As I understand it, caches.default not a global object, but instead is only stored per colo. If I can’t purge caches.default using the standard “custom purge” workflow, is there any other way to purge caches.default for all locations?
I can’t prove this, but I’m very nearly certain that purge-by-URL used to work for the Cache API.
The fact that it doesn’t now, breaks our intended workflow – we were using a two-tiered caching system where we’d first check whether a page was present in caches.default, and if not, back off to a KV-based cache, and if not present there, THEN we’d hit the origin.
However, we need to regularly purge individual pages, and if we can’t globally purge things in the Cache API, then we can’t use it at all for this purpose, since there’s now no way to know whether something in the Cache API is supposed to have been invalidated. The alternative is to use fetch(), which respects the purges that have been done, but we’d want it to only fetch if it was present in the cache, and not immediately go to the origin otherwise. AFAIK there is no way to do this, so we can’t insert the KV caching as a middle layer between global cache and origin calls.
This puts us in the unfortunate position of having to decide between either the KV-based cache, or the fetch()-based cache, when we used to be able to use both.
Hi @weirdgloop, I believe you’re correct about purge-by-URL previously working for the Cache API. The change in behavior likely has the same root cause as the issue described in this thread.
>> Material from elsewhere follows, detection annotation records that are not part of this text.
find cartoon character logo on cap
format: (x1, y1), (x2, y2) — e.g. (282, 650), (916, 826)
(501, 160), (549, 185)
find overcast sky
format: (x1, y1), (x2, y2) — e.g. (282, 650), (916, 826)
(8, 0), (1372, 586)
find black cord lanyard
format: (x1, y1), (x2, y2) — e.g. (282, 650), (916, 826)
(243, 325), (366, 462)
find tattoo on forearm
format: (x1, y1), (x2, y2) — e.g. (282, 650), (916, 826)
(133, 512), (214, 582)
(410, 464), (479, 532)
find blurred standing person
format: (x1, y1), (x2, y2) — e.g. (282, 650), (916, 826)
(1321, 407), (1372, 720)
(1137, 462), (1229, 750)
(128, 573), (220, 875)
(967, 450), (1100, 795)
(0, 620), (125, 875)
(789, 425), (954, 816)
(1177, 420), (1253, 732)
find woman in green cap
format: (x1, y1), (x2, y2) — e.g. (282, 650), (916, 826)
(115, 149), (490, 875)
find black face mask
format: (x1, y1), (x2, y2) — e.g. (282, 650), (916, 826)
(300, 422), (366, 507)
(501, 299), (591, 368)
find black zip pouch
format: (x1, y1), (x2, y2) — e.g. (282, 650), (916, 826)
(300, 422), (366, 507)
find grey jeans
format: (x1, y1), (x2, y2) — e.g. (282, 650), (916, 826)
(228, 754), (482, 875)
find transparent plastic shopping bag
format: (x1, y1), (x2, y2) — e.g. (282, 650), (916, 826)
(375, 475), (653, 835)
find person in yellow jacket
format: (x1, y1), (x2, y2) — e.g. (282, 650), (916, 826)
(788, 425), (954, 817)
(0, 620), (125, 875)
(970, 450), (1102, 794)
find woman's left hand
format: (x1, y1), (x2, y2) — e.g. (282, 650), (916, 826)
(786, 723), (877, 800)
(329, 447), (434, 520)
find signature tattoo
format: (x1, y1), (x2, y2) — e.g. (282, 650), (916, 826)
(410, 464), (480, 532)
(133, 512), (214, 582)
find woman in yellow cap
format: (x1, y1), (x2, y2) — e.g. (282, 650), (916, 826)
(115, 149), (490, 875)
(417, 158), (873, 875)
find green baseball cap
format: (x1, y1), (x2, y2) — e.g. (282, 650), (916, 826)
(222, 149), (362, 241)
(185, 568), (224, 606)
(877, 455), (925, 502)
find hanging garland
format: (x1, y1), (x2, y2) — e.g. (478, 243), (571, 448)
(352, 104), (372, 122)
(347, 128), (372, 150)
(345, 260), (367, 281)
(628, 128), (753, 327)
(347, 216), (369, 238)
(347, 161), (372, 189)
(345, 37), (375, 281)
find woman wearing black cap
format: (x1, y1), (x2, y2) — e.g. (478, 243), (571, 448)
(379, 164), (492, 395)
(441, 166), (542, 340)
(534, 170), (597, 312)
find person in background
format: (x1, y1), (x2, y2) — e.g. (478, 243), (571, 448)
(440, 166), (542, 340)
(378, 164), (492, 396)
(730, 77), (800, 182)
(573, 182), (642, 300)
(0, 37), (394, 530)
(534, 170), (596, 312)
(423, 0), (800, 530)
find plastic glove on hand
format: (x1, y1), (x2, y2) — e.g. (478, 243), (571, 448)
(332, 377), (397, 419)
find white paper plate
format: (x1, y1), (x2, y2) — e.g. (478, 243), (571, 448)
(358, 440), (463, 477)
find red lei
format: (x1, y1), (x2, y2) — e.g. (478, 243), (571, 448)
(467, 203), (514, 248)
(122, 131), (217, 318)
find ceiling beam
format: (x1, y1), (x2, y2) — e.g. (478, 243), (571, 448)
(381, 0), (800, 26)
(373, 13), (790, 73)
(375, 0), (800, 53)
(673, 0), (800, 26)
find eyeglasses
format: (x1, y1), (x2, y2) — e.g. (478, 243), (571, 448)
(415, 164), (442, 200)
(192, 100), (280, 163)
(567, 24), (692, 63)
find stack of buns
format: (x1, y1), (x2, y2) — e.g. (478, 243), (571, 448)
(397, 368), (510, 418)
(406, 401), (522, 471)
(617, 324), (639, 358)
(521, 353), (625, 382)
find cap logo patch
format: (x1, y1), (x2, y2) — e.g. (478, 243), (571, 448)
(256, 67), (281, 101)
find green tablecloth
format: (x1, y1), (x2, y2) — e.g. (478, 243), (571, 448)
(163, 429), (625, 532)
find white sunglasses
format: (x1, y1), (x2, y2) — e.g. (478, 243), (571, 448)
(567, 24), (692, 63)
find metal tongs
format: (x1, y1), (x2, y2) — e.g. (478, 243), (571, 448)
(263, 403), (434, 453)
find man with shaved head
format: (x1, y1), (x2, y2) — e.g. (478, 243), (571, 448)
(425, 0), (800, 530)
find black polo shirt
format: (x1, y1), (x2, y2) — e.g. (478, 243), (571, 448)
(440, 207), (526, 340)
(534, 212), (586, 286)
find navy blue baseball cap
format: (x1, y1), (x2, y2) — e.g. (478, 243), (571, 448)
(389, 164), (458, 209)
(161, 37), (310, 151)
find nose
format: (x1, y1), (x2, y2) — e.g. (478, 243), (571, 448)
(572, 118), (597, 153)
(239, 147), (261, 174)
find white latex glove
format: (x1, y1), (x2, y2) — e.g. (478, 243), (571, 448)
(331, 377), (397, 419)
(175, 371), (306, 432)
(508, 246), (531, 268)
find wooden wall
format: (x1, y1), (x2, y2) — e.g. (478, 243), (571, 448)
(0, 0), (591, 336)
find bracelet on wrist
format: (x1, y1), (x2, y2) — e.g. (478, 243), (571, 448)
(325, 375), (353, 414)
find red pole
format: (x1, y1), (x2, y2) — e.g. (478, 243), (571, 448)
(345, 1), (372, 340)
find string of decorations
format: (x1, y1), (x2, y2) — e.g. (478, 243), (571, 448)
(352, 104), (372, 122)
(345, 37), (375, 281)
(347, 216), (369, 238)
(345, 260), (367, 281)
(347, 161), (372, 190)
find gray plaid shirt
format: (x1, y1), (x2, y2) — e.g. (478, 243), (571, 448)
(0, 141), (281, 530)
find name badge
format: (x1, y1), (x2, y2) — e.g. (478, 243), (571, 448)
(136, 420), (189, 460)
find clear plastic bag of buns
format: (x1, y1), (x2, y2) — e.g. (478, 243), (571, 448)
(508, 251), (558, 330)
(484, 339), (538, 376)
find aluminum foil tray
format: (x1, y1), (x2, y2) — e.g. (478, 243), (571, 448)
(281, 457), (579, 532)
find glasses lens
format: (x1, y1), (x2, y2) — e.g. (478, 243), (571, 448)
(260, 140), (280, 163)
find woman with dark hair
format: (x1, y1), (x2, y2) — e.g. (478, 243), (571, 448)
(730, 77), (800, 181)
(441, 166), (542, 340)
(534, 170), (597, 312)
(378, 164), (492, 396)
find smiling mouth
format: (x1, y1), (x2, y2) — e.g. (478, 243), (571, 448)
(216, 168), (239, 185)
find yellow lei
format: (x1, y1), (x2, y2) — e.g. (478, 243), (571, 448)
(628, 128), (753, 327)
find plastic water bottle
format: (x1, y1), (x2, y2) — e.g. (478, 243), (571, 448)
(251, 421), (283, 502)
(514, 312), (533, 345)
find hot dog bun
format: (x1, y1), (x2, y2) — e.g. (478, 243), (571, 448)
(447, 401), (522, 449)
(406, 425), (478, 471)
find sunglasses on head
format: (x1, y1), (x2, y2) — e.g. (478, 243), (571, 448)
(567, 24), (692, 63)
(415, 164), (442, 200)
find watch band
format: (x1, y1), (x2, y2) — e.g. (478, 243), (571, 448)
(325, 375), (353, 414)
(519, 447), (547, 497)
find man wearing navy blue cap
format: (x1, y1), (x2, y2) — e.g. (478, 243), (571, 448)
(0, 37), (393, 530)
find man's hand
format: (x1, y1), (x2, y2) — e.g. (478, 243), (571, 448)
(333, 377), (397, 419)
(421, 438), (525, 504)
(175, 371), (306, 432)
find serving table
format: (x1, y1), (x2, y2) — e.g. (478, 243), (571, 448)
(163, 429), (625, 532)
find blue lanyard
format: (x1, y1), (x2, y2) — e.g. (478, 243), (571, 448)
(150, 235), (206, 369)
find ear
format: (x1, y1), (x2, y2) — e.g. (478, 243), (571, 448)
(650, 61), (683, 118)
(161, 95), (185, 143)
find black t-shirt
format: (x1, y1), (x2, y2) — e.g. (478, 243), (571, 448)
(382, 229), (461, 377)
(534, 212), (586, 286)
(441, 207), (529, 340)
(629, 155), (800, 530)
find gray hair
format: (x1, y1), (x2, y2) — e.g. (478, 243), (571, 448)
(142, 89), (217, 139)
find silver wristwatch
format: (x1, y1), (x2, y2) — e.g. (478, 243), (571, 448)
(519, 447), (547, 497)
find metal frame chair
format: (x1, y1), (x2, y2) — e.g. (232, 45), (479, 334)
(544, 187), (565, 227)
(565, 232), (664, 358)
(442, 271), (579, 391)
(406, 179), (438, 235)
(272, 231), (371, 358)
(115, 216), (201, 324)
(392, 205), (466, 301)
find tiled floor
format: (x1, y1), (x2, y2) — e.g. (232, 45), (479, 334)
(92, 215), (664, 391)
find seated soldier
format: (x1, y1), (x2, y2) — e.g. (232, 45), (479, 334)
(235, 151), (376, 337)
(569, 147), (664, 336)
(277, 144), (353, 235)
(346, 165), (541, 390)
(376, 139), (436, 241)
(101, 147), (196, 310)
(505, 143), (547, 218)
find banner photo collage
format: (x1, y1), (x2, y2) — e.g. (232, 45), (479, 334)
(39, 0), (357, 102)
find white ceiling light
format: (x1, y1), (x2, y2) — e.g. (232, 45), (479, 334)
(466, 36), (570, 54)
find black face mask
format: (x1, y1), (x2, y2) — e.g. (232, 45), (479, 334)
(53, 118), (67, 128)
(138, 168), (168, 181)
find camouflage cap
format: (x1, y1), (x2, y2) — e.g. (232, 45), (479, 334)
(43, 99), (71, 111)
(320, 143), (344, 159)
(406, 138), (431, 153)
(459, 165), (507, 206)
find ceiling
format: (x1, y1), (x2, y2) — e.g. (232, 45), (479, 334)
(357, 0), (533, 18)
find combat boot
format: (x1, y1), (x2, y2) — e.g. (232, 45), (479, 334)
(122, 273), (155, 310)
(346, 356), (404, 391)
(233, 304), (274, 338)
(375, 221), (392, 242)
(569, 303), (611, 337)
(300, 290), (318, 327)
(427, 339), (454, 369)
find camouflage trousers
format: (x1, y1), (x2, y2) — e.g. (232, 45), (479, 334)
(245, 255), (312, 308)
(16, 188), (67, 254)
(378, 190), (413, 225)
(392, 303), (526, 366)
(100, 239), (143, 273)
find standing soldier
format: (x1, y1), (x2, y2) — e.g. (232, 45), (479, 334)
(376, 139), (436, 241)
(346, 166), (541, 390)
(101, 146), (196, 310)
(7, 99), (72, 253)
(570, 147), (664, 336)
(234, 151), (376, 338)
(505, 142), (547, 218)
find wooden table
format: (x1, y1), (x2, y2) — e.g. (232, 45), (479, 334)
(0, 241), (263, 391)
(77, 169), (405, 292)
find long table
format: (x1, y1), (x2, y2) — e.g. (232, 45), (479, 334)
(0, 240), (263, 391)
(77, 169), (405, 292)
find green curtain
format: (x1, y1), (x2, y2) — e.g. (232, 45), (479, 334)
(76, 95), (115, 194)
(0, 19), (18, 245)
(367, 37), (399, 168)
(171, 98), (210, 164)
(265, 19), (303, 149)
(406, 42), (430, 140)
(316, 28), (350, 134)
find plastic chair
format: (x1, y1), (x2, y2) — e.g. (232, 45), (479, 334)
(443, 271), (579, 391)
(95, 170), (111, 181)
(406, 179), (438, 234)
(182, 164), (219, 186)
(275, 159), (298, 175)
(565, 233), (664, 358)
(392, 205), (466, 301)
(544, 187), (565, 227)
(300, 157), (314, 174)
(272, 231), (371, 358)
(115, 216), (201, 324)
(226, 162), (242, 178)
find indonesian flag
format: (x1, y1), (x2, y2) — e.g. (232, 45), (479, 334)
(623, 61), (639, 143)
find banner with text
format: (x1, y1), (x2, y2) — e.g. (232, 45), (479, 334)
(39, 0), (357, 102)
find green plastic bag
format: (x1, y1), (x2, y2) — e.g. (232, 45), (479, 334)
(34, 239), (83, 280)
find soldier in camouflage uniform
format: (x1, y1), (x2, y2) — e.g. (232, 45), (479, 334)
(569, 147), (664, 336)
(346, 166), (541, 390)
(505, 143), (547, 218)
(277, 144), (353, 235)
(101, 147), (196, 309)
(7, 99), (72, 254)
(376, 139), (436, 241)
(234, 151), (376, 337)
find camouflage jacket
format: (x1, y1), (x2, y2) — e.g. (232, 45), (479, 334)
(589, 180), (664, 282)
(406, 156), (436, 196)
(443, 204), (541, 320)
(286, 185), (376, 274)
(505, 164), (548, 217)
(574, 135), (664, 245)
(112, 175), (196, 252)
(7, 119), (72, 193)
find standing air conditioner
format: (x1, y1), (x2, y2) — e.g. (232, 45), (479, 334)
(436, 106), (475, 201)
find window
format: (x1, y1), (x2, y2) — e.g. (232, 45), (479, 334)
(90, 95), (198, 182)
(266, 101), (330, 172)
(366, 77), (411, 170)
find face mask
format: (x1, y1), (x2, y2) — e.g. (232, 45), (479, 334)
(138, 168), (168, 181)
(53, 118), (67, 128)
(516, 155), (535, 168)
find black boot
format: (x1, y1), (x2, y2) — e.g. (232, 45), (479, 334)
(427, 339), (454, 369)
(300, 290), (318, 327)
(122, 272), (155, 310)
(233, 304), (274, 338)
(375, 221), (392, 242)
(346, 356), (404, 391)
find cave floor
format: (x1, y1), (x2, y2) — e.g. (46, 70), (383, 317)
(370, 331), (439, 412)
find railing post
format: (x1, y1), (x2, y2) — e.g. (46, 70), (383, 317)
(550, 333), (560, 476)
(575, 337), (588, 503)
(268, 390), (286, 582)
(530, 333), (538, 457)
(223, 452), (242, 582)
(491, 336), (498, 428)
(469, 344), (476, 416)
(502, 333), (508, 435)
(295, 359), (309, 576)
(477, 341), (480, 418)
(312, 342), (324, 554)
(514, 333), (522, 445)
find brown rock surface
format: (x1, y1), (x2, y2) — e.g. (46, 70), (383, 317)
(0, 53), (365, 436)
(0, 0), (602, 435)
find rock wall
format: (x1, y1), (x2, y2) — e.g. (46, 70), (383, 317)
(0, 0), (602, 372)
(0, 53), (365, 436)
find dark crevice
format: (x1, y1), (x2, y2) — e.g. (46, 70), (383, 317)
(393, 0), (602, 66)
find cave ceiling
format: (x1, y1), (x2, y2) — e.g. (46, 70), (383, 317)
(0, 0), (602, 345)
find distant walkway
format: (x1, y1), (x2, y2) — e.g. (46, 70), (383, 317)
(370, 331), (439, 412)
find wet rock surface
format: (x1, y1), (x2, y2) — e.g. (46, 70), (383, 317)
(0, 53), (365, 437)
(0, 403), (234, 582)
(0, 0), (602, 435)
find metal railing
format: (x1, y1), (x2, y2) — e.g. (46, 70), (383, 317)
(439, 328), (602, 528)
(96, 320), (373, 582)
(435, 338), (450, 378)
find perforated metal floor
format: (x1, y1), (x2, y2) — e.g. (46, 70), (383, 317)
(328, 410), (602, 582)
However, I can’t guarantee that whatever fix is implemented will fix both cases.
I am curious if you have evaluated the performance difference between using a purely KV-based cache, versus the 2-tier Cache API/KV based system you have? I would expect that the KV-based cache would perform almost as well – specifically, I’d expect that a KV-only cache would have slightly more overhead on the happy path and significantly less overhead on the sad path (because of the removal of one round-trip to the cache disks).
Thanks for the info, @harris – do you know if that related issue has been resolved?
For our case at least, the 2-tier cache was significantly better (~140ms average page load vs ~270ms with only KV). I think this is because a large enough percentage of our KV pairs don’t make it to the POPs due to popularity, and have to be read from wherever they are stored globally.
Hi @weirdgloop, indeed a fix was released for the related issue.
Thanks for sharing the latency figures – that’s a significant difference, more than I expected. I think the reason is that I overestimated how long KV itself caches values for. It turns out it only caches values for a few seconds, so you are correct the latency to the central storage is the cause.
Out of curiosity, how important is it to avoid hitting the origin? I ask because of all the possible strategies, the simplest and most performant would be to just use something like fetch(url, { cf: { cacheTtl: <ttl> } }). But if avoiding the origin is paramount for some reason, that of course won’t work.
Thanks! I’ve confirmed this fixed our problem as well.
Avoiding origin hits isn’t essential, but it’s a huge step down in latency from either cloudflare caching or even the KV central storage. Regular CF caching with a cacheTtl is definitely best when the assets don’t get evicted, but because CF has so many POPs (and our assets are fairly long tail), we end up with a not-great cache hit rate per POP. By having a “central” store by using KV, we significantly increase the hit rate, since one hit from anywhere in the world will put it into our central KV cache for everyone.